God has chosen to fulfill this glorious, hundredfold blessing through the church, the family of God. Hospitality, and even more fundamentally, true Christian friendship, is at the heart of how we bring life to the world and proclaim the truths of the gospel to people in need of mercy and healing. By opening our homes and lives to our neighbors—many of whom are spiritually poor—we demonstrate that our faith has something powerful to say about every area of our life.

Butterfield continues, “If you want to share the gospel with the LGBTQ community or anyone who will lose family and homes, the gospel must come with a house key” (96). For many of our neighbors, the invitation to our homes may be the first opportunity they have to enter a Christian home and see a cross-shaped life. This is a great privilege to be stewarded with much prayer.

The key to properly understanding Butterfield’s book is correctly distinguishing between its prescriptive and descriptive elements. Some have remarked at the truly radical nature of the Butterfield family’s model of hospitality. The believer who may have yet to consider the call of hospitality on their own life could easily, and understandably, be overwhelmed by the thought of preparing and hosting neighbors and strangers in their living room every single night of the week—in addition to the countless other ways the Butterfields sacrificially serve their community each and every day.

Butterfield would not have the reader leave her book feeling discouraged or inadequate but, rather, equipped and encouraged to do the hard and joyful work of showing Christ in the most practical ways.
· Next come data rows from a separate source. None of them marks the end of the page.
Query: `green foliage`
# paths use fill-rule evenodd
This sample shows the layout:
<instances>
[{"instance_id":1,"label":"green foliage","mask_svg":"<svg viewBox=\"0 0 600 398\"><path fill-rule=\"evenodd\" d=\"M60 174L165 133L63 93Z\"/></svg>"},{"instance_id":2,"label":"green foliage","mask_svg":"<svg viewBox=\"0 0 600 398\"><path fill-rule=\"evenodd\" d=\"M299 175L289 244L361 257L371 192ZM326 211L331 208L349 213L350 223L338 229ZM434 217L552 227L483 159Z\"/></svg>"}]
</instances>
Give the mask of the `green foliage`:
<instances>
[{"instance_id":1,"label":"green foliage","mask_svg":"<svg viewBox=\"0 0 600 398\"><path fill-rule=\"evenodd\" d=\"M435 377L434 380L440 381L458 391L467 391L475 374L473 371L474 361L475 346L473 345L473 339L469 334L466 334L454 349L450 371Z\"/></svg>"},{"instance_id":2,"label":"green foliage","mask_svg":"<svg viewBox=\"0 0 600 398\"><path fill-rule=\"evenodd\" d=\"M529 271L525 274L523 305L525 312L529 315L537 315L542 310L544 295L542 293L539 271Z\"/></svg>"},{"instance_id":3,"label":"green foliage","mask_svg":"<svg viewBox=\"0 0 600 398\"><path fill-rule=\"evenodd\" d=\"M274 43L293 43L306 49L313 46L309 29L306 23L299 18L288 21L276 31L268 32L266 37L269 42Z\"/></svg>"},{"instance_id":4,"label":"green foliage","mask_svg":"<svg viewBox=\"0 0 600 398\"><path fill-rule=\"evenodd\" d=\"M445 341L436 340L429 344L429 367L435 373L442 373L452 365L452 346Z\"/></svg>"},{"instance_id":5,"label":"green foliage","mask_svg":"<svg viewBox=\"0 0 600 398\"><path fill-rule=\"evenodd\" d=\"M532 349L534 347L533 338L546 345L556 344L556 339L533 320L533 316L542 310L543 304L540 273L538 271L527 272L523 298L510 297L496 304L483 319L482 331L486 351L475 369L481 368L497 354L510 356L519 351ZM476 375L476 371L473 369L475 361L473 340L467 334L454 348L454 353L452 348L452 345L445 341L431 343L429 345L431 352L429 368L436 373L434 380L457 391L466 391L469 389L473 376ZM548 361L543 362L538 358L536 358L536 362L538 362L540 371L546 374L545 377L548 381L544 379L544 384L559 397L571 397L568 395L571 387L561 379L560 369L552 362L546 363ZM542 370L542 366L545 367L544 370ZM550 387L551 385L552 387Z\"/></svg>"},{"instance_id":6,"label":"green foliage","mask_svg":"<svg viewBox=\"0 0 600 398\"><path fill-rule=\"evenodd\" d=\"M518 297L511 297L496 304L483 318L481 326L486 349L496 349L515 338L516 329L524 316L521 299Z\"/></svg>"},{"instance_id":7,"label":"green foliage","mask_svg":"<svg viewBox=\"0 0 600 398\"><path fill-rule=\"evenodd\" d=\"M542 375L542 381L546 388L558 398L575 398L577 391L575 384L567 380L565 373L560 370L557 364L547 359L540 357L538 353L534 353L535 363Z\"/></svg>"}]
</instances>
Butterfield did not set out to fully detail the endless ways one can be hospitable but beautifully tells one story of how her family has chosen to live out this call to welcome and care for strangers. This can be lived out—in full accordance with the Word of God—in many ways that may look different from the picture Butterfield lays out in her book.

“Start anywhere. Start today,” Butterfield urges. “One logical place to start is at the end of your driveway” (62). Radically ordinary hospitality exists as a ray of hope restoring dignity to our neighbors—the prisoner, the immigrant and refugee, the drug addict, and the dying.

In an age marked by loneliness and depression, Butterfield encourages the reader to see hospitality as a way of life, putting ourselves in front of people in need: “Know that someone is spared the fear and darkness of depression because she is needed at your house, always on the Lord’s Day, the day she is never alone but instead safely in community where her place at the table is needed and necessary and relied upon” (111).

As God welcomes us as his sons and daughters, calling us his friend, let us do the same with our neighbors, seeing each as worthy of hospitality because they bear the Imago dei. As we do, we await the day when true flourishing—shalom—is the mark of all of creation.